The Great Newspaper Firewall Is Coming. And?
Newsday is going to start charging for its awful website. One columnist there quit over it. The New York Times says it will make a decision on charging for its (good) website "within weeks." Then what happens?
NYT editor Bill Keller told Clark Hoyt that the paper is "within weeks of a decision" on the long-discussed question of whether, and how, to charge for its online news.
So here is what their decision will be: You will have to pay for their online news. One way or another! Maybe you will pay a $5 per month subscription fee, or maybe you will pay micropayments for every story, or maybe they will roll out tiered membership packages with fancy extras designed to get hardcore fans to pay more in exchange for more access. Probably a certain level of news will be free, and a better level of news will not be free. Or maybe someone there has actually come up with an elegant solution to this mess! Though we doubt it.

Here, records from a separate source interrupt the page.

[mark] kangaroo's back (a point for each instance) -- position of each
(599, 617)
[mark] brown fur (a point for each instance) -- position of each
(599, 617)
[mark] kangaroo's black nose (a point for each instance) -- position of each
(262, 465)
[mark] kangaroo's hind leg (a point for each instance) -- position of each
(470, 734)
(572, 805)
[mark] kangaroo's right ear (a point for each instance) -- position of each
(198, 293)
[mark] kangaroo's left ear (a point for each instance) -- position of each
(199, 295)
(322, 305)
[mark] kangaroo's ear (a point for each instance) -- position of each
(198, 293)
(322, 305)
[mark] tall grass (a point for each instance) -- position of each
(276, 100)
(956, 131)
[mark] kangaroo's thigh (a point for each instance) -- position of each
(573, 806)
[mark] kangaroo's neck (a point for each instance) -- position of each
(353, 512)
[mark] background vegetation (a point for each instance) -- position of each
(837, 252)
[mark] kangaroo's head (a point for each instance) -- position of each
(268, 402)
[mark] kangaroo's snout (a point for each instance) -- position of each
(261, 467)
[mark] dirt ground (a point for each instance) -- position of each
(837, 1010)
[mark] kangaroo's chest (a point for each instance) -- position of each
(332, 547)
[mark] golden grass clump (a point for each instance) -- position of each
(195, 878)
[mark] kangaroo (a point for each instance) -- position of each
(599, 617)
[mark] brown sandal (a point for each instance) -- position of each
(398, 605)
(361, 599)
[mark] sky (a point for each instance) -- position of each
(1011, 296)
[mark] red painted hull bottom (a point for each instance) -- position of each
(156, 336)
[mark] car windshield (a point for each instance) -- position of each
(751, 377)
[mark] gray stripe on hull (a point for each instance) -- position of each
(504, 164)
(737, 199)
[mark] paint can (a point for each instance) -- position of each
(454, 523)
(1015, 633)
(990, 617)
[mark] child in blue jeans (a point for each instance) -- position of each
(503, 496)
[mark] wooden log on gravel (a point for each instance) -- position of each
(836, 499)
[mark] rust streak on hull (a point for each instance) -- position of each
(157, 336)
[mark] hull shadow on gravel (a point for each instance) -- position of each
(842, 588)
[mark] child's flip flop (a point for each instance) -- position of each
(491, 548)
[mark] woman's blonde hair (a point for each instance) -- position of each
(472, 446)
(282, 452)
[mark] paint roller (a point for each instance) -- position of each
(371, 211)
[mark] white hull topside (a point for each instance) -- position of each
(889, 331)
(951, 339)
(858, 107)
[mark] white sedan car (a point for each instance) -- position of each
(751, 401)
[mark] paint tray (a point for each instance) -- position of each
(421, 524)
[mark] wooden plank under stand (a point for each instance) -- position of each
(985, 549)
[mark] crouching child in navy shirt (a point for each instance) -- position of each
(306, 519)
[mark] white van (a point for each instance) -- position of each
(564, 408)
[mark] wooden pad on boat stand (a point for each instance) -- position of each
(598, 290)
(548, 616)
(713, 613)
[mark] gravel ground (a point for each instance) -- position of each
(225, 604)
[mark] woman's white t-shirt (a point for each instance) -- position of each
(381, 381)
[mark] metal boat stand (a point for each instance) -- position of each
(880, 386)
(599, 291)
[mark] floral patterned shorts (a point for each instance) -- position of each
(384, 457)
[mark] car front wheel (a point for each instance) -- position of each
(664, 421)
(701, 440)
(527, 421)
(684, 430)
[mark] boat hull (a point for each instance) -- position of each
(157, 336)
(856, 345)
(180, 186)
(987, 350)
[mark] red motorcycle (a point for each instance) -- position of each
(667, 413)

But somehow we will all have to pay something, because if we don't, the New York Times is totally going to go broke, bit by bit, by giving its product away for free. Which is something that it and every other newspaper have now come to realize. A more interesting question: Will any of the NYT's star columnists flee the paper if they're shoved behind a pay wall, like Newsday's Saul Friedman just did?
They might! These same NYT columnists sat through the Times Select fiasco and watched their readership drop precipitously. Things are different now though! Because somebody like, say, Thomas Friedman, or David Pogue, or Maureen Dowd, could legitimately decide that their own BRAND would gain more by going off on their own than by sitting behind a paywall at the NYT. Thanks for the help with everything, Times, but we're off to be A Brand Called Me-s! Fewer readers could hurt their speaking fees. Can't have that.
This result would bring in some much-needed fresh blood and get rid of Thomas Fucking Friedman, so let's all pray it goes down exactly like that. We have our (employer's) credit card ready, Bill Keller.